A general guideline to migrate your existing user database to Logto

This article introduces how to utilize existing tools to migrate previous user data to Logto, in the situation where Logto has not yet provided data migration services.
Darcy Ye
Darcy YeDeveloper
September 19, 20239 min read
A general guideline to migrate your existing user database to Logto

Logto does not yet have a series of tools for data migration, but we have opened up basic capabilities of Management API. This will not hinder users from completing the migration of existing user databases by writing scripts.

In view of some of the needs received from community users, and the fact that we currently do not have documentation explaining the specific steps of user database migration, we make a proper introduction in this article to help users find specific ideas and save time reading Logto code and documentation.

Step 1: Understand Logto's basic user data structure and use case

Logto uses PostgreSQL database under its hood. In addition to its various performance advantages, an important reason is that it supports custom JSON/JSONB data type and allows indexing to be built on internal values of JSON-typed data, balancing both database performance and extensibility.

For Logto's user data structure, please refer to user reference to understand all the details. Here we focus on describing some aspects where Logto may be different from other identity services.

id

This is a randomly generated internal unique identifier for users of Logto. Users are unaware of id when using Logto-based services.

Engineers familiar with databases should not find this strange. Even the most rudimentary identity systems will have an id to uniquely identify users, although their forms often differ. Some identity services may use username to uniquely identify users.

username, primaryEmail, primaryPhone

Here, username, primary email, primary phone are where Logto differs greatly from other identity systems - they can all serve as end-user perceivable unique identifiers.

In many other identity systems, username is used for identification (usernames cannot be duplicated between accounts), which is easy to be understood.

But in Logto, primary email/phone are also used to distinguish users. That is, if a user A already has the primary email [email protected], then other users B cannot add this email address as their primary email. Primary phone works similarly.

Some other identity systems allow registering multiple accounts with different usernames but binding the same email/phone, which is not allowed in Logto (emails/phones can be added to Logto’s customData). This is because primary email/phone in Logto can be used for passwordless sign-in.

identities

Logto defines this identities field as JSON-type, its type definition:

type Identities = {
  [socialVenderName: string]: {
    userId: string;
    details?: {};
  };
};

In recent years, to facilitate acquiring new users, identity systems allow users to quickly log in through some existing social accounts with a large user base, such as google / facebook, etc.

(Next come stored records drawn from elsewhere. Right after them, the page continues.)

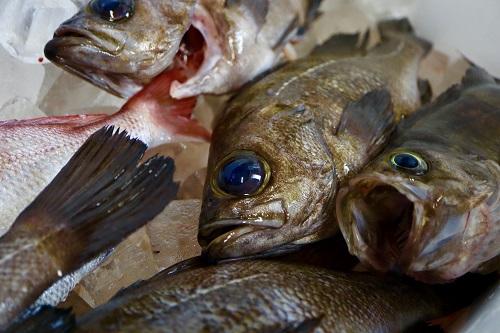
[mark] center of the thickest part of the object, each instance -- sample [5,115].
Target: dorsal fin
[343,45]
[476,75]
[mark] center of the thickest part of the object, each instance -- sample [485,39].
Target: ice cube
[132,260]
[19,108]
[18,79]
[173,233]
[26,26]
[65,93]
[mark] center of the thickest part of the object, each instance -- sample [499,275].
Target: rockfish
[121,45]
[429,205]
[283,145]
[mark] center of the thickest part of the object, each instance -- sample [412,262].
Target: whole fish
[284,144]
[120,45]
[34,150]
[95,201]
[429,205]
[263,296]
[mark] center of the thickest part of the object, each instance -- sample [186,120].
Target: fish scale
[262,296]
[315,123]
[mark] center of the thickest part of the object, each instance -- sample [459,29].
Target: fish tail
[395,30]
[46,319]
[100,197]
[174,116]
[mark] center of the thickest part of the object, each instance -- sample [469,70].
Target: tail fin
[44,319]
[394,30]
[100,197]
[173,114]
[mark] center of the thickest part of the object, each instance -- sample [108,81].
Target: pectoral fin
[368,121]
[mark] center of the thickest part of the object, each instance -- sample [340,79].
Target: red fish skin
[34,150]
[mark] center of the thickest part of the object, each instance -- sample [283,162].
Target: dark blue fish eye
[409,162]
[241,174]
[113,10]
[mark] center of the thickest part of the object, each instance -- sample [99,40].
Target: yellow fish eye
[409,162]
[242,173]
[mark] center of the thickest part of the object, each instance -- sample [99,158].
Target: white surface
[26,25]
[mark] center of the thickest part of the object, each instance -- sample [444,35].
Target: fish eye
[113,10]
[409,162]
[241,173]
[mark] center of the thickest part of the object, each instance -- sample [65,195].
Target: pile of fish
[345,141]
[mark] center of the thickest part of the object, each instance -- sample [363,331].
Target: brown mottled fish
[264,296]
[95,201]
[429,205]
[121,45]
[283,145]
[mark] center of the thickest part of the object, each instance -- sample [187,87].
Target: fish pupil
[407,161]
[113,10]
[241,176]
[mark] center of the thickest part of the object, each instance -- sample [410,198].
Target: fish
[262,296]
[98,198]
[429,205]
[284,144]
[34,150]
[121,45]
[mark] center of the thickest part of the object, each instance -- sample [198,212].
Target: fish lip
[73,36]
[358,243]
[207,231]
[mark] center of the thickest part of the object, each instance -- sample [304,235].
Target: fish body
[284,144]
[98,198]
[429,205]
[263,296]
[33,151]
[238,39]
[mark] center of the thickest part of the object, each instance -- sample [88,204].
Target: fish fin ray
[370,119]
[44,319]
[343,44]
[99,186]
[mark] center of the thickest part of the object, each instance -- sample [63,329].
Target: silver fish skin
[238,39]
[264,296]
[34,150]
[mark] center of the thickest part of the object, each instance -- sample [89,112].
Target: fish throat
[384,217]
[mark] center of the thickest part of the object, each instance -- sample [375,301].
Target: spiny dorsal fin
[346,45]
[370,120]
[100,196]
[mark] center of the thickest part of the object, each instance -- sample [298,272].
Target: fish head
[269,184]
[120,45]
[421,209]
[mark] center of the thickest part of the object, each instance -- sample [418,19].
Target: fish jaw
[392,222]
[121,57]
[231,57]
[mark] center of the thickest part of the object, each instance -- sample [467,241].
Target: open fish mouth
[380,218]
[98,57]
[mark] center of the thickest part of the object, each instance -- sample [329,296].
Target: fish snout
[380,218]
[222,228]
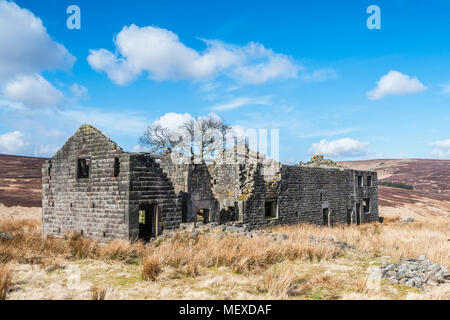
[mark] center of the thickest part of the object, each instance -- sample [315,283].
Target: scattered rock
[6,236]
[416,272]
[407,220]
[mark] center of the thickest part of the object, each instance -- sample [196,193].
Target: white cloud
[12,142]
[397,83]
[33,91]
[446,87]
[320,75]
[26,49]
[240,102]
[160,53]
[173,120]
[25,45]
[124,123]
[441,149]
[78,91]
[139,148]
[339,148]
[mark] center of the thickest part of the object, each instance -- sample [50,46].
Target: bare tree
[158,139]
[198,138]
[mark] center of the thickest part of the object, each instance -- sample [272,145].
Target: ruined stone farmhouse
[93,187]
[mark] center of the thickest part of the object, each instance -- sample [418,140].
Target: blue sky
[313,70]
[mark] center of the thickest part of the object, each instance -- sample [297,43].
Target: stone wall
[95,207]
[303,193]
[105,204]
[150,185]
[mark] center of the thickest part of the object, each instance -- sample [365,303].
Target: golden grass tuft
[279,282]
[6,275]
[151,268]
[98,293]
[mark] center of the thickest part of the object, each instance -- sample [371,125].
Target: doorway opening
[358,214]
[326,217]
[270,209]
[184,211]
[203,215]
[148,221]
[349,217]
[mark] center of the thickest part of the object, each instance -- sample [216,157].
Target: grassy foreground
[213,265]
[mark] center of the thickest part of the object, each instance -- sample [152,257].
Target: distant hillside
[430,179]
[20,181]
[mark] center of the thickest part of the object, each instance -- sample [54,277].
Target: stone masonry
[93,187]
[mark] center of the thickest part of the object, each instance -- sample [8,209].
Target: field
[308,264]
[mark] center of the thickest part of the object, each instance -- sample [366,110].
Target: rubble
[416,272]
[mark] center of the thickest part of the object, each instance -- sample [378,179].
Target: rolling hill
[20,184]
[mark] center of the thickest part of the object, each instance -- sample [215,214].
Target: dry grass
[392,238]
[273,263]
[6,275]
[280,282]
[151,268]
[98,293]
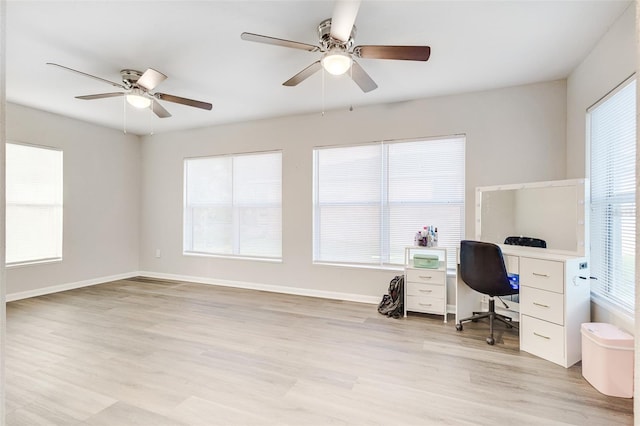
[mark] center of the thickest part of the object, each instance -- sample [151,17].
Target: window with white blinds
[33,204]
[370,200]
[612,134]
[233,205]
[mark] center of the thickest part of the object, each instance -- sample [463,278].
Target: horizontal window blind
[370,200]
[33,204]
[233,205]
[612,125]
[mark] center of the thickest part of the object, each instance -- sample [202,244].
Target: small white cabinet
[554,302]
[425,289]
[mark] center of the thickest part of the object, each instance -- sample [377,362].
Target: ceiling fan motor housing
[328,42]
[130,77]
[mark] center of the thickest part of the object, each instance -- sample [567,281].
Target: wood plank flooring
[150,352]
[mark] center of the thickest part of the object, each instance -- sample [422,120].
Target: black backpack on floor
[392,304]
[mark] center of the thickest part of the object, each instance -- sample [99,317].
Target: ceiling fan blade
[159,109]
[150,79]
[406,53]
[183,101]
[88,75]
[278,42]
[303,75]
[100,96]
[343,18]
[362,79]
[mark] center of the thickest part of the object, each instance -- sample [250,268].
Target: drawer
[425,290]
[426,276]
[542,304]
[512,263]
[542,338]
[430,305]
[542,274]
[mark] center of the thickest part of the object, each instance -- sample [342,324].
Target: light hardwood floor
[150,352]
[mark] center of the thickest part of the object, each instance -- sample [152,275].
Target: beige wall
[101,200]
[610,62]
[513,135]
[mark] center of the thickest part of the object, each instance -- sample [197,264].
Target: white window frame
[46,186]
[235,207]
[613,285]
[387,252]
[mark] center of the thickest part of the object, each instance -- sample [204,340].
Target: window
[33,204]
[370,200]
[612,131]
[233,205]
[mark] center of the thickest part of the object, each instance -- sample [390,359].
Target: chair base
[492,315]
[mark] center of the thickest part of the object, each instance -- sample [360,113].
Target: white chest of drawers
[554,302]
[425,290]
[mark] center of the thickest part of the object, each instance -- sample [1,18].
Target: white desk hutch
[554,297]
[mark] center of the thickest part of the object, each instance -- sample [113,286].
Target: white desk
[554,302]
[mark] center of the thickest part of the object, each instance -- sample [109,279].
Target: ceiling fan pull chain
[323,91]
[124,114]
[150,117]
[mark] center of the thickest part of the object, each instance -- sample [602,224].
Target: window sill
[32,263]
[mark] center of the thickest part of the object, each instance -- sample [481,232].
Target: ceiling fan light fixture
[336,62]
[137,99]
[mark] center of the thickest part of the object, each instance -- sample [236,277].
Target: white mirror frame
[581,220]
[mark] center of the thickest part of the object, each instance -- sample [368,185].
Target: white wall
[513,135]
[101,200]
[610,62]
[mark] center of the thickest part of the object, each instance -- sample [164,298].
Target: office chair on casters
[482,268]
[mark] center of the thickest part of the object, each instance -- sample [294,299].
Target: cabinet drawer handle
[541,305]
[540,275]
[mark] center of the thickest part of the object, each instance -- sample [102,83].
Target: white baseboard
[350,297]
[68,286]
[266,287]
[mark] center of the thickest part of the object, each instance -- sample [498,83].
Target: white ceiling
[475,45]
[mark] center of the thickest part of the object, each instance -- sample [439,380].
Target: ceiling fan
[336,39]
[138,88]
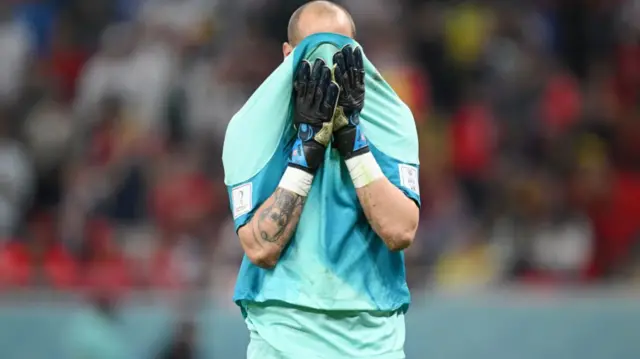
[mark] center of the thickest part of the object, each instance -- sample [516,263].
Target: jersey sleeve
[403,175]
[246,197]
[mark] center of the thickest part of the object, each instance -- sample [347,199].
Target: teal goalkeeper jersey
[334,261]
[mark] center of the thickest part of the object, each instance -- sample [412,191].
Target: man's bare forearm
[271,228]
[392,215]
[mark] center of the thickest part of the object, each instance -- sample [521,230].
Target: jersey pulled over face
[334,261]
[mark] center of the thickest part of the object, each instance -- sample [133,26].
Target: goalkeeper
[324,277]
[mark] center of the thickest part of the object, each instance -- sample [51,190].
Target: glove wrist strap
[297,181]
[363,169]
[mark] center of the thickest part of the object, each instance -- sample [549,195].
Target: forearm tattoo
[277,221]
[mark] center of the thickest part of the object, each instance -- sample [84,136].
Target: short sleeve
[403,175]
[247,196]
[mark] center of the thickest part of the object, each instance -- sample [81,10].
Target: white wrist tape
[363,169]
[296,181]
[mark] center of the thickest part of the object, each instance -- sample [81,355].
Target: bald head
[319,16]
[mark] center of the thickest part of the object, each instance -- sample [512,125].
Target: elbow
[263,258]
[398,238]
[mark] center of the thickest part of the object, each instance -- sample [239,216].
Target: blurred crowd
[112,116]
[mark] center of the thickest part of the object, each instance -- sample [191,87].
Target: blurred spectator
[16,45]
[182,345]
[16,179]
[102,258]
[40,259]
[96,331]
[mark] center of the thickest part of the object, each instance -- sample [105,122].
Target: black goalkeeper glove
[349,74]
[316,98]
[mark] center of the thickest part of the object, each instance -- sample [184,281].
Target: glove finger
[341,68]
[359,66]
[331,98]
[323,85]
[316,72]
[349,60]
[302,78]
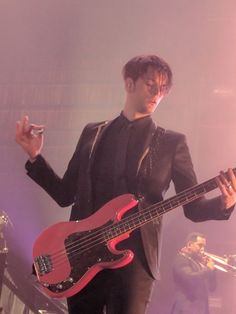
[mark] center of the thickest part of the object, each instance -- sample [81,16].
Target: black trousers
[126,290]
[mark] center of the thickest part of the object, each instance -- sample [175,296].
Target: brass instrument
[226,264]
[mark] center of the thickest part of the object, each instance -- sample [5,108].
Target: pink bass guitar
[68,255]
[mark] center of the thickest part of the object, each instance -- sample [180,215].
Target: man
[129,154]
[194,276]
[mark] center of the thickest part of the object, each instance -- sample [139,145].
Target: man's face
[146,92]
[197,247]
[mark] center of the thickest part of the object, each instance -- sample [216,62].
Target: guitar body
[68,255]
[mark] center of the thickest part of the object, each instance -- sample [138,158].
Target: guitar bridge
[43,264]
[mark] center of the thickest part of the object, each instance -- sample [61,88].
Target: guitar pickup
[43,264]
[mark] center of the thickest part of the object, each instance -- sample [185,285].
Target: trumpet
[225,264]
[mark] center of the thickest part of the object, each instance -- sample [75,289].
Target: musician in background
[194,276]
[129,154]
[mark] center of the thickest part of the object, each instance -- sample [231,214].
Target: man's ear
[129,85]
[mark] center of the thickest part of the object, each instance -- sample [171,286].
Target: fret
[142,217]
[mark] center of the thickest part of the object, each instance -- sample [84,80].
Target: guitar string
[100,235]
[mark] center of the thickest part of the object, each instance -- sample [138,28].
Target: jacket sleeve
[62,190]
[184,177]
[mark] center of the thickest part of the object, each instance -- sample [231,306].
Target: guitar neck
[142,217]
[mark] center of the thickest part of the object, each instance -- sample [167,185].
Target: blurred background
[60,63]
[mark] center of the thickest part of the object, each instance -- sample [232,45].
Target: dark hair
[192,237]
[138,66]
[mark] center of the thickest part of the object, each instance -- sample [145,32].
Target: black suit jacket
[157,167]
[193,281]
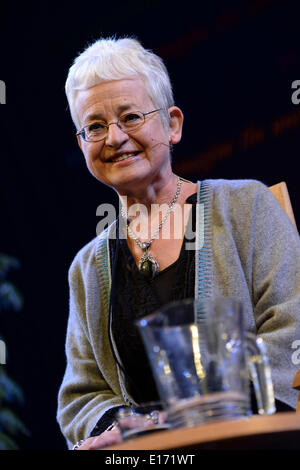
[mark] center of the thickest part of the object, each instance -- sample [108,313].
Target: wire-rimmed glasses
[98,130]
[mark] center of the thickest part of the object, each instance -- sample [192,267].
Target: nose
[115,136]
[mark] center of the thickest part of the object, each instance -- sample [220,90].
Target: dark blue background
[231,64]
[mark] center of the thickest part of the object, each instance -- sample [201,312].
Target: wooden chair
[280,191]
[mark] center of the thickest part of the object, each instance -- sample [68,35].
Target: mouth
[122,157]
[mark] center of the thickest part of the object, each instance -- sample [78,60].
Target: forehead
[112,98]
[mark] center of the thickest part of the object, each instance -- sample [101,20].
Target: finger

In the example below, the identities field stores social login information:

{
  "facebook": {
    "userId": "5110888888888888",
    "details": {
      "id": "5110888888888888",
      "name": "John Joe",
      "email": "[email protected]",
      "avatar": "https://example.com/avatar.png"
    }
  },
  "github": {
    "userId": "O8sU-6JWMMNZzuXo6-xaEjouyQZ8"
  }
}

Where facebook and github are the names of the social providers, userId is the id of the user's social account used for login. The details also include some other information that the user has authorized the social provider to display, which will be added to the user's Logto user profile at specific times.

If the previous database contains the name (e.g. facebook , google) and id of the social provider used by the user (see userId in previous example), then the Logto user can log in directly with the same social account.

customData

This field can store any user related information, such as emails/phones mentioned above that cannot be used for passwordless sign-in (may be used to receive notifications or for other business related functions), etc.

Other fields are relatively easy to understand (except for passwordEncrypted and passwordEncryptionMethod which will be explained later), please read the documentation yourself.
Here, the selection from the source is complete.